Fig. 8: Schematic drawing of the molecular mechanisms by which ULK1.DN attenuates axonal degeneration.

a We have previously demonstrated the upregulation of ULK1 and autophagy during axonal degeneration after axonal lesion [12]. b In this study, ULK1.DN-mediated inhibition of ULK1 function significantly protects axons from degenerating in different models of lesion-induced axonal degeneration. Mechanistically, ULK1.DN decreases autophagy as demonstrated by altered levels of LC3 and p62. Autophagy inhibition attenuated axonal degeneration in our previous studies [8, 11] and is thus one of the mechanisms by which ULK1.DN exerts neuroprotective effects. Furthermore, ULK1.DN enhances translation through increased mTOR and S6 signaling.
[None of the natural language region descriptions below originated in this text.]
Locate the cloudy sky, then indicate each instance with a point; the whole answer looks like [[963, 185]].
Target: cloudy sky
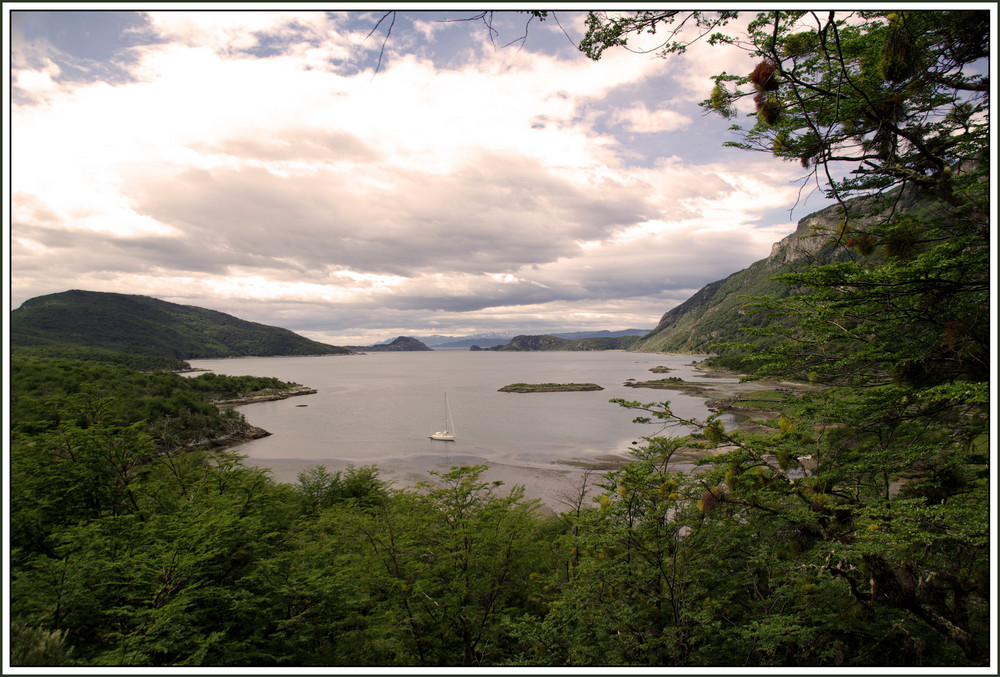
[[256, 163]]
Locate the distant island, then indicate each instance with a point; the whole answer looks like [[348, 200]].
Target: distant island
[[548, 387], [400, 344]]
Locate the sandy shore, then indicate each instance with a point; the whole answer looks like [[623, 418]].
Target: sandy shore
[[556, 482]]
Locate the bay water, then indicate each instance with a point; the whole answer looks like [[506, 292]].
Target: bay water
[[379, 408]]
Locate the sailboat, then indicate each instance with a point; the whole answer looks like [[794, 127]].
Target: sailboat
[[448, 434]]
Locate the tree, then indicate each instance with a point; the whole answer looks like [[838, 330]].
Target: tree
[[888, 112]]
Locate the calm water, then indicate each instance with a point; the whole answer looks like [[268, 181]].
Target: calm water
[[378, 409]]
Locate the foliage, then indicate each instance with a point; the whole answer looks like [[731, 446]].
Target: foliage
[[139, 325], [850, 531], [873, 491]]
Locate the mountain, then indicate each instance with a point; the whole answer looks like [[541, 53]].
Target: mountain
[[547, 342], [399, 344], [141, 325], [716, 313], [494, 340]]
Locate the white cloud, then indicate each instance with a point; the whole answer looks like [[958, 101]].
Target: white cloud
[[290, 187]]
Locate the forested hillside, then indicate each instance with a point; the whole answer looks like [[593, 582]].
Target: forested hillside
[[720, 314], [140, 325], [852, 530]]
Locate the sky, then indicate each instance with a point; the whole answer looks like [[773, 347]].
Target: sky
[[317, 171]]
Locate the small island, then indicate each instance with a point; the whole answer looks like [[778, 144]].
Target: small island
[[670, 383], [548, 387]]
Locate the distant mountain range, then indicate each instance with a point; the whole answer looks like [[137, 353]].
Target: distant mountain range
[[141, 325], [398, 344], [123, 324], [491, 340]]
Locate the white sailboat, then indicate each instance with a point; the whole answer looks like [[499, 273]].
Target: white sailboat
[[448, 434]]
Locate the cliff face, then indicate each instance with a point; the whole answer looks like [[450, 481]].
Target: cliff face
[[400, 344], [716, 313]]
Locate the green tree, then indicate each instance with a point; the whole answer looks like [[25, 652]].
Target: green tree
[[889, 111], [444, 568]]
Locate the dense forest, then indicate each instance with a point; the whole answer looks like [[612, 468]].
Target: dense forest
[[853, 530], [128, 324]]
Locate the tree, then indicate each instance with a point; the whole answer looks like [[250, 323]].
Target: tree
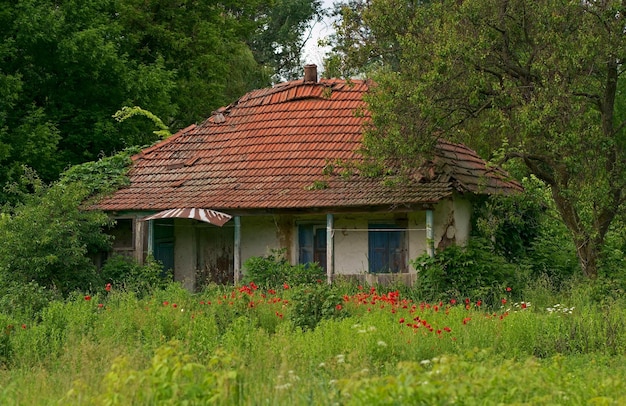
[[67, 66], [280, 40], [541, 80]]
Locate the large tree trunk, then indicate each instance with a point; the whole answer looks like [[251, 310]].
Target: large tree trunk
[[588, 253]]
Increased translation represents a second mediator of the degeneration-attenuating effect of ULK1.DN, as dysregulated translation is implicated in axonal degenerative cascades [37, 38, 40, 59]. In addition, we demonstrate that ULK1.DN modulates the differential splicing of Kif1b, which plays a role in axonal transport and has previously been shown to be involved in axonal degeneration [52, 62, 63]. Similarly, Ddit3 is differentially spliced by ULK1.DN, which mediates ER stress and has been implicated in models of neurodegeneration [51, 66,67,68]. Differential splicing of these genes is therefore another mechanism by which ULK1.DN mediates the attenuation of axonal degeneration.